HEALTH INSURANCE PLANS ACCEPTED

Aetna

Beech Street

Blue Cross

Blue Shield

Blue Cross Blue Shield

Health Net

Medicare (MEDICARE MANAGED CARE PLANS ONLY for those who have Medicare OR those who are Medicare-eligible, e.g. SCAN 1.877.452.5898)

PacifiCare

SCAN

Schaller Anderson / Scripps Medical Plans

Secure Horizons

Universal Care

United Healthcare

Vitalidad

Workers' Compensation - for our established patients only

ELIGIBILITY IS NOT A VERIFICATION OF COVERAGE

Health insurances may not fully cover all illness such as pre-existing conditions or services such as blood draws and non-routine vaccinations.  We bill these insurances as a courtesy to our patients.

CHANGING INSURANCE

You can usually continue to be a patient here if you switch to one of these insurances and request your new designated Primary Care Provider as Sunita Shailam, M.D.

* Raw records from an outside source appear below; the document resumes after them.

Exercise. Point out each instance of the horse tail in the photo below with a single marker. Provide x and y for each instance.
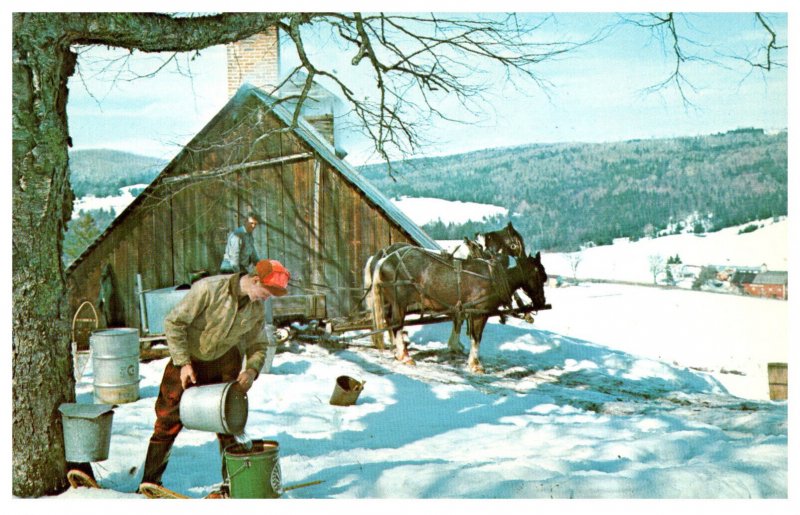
(378, 309)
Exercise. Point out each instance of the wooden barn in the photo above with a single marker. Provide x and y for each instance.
(321, 218)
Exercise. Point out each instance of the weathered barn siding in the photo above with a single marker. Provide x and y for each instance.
(317, 220)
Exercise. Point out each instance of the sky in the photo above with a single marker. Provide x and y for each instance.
(595, 94)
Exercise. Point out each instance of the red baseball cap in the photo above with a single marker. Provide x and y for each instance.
(274, 276)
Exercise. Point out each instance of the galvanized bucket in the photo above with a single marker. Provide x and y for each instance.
(218, 408)
(87, 431)
(115, 364)
(254, 473)
(346, 391)
(778, 374)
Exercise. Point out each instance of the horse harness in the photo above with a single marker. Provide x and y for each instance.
(497, 276)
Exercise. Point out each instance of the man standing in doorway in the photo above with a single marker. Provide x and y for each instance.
(240, 251)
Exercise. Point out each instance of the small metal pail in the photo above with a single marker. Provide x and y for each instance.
(115, 365)
(346, 391)
(87, 431)
(218, 408)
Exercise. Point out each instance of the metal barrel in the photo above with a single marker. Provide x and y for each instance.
(115, 365)
(346, 391)
(218, 408)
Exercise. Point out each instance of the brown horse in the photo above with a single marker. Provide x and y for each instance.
(504, 242)
(406, 278)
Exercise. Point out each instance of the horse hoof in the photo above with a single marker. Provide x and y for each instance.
(477, 369)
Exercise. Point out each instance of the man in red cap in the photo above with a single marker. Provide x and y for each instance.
(205, 332)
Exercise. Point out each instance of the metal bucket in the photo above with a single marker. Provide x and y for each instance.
(346, 391)
(218, 408)
(254, 473)
(115, 364)
(87, 431)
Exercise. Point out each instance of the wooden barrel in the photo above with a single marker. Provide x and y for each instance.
(778, 381)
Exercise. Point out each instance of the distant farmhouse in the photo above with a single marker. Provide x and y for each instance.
(773, 284)
(756, 281)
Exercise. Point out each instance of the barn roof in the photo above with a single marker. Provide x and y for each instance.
(306, 133)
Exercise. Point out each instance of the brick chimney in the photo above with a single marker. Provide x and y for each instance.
(254, 60)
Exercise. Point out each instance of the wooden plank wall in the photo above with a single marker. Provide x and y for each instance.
(167, 237)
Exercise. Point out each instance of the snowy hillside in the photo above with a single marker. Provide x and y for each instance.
(619, 391)
(629, 261)
(554, 417)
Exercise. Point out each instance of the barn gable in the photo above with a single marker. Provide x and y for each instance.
(321, 217)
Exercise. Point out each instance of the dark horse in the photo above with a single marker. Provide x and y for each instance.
(504, 242)
(405, 278)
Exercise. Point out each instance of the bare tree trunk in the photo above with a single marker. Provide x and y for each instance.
(42, 204)
(42, 201)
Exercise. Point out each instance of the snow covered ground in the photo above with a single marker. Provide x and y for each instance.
(617, 392)
(554, 417)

NO OR OTHER INSURANCE PLANS ACCEPTED

You can still be patient here.  If you have other insurance, you may then submit your receipt of payment directly to them.

OFFICE VISIT FEES

Complexity or # of Problems New Patient Established Patient
1 $100 $70
2 $120 $80
3 $140 $90
4 $160 $100

We have excellent competitive fees amongst the best in town.

DISCOUNTS

10% discount is offered to patients who pay at the time of service.  This does not apply to co-payments, immunizations, or venipunctures.  This is for patients with no insurance, with a non-contracted insurance, or insurance with a deductible.  If you are in financial hardship, let us know and we will discount another 20%.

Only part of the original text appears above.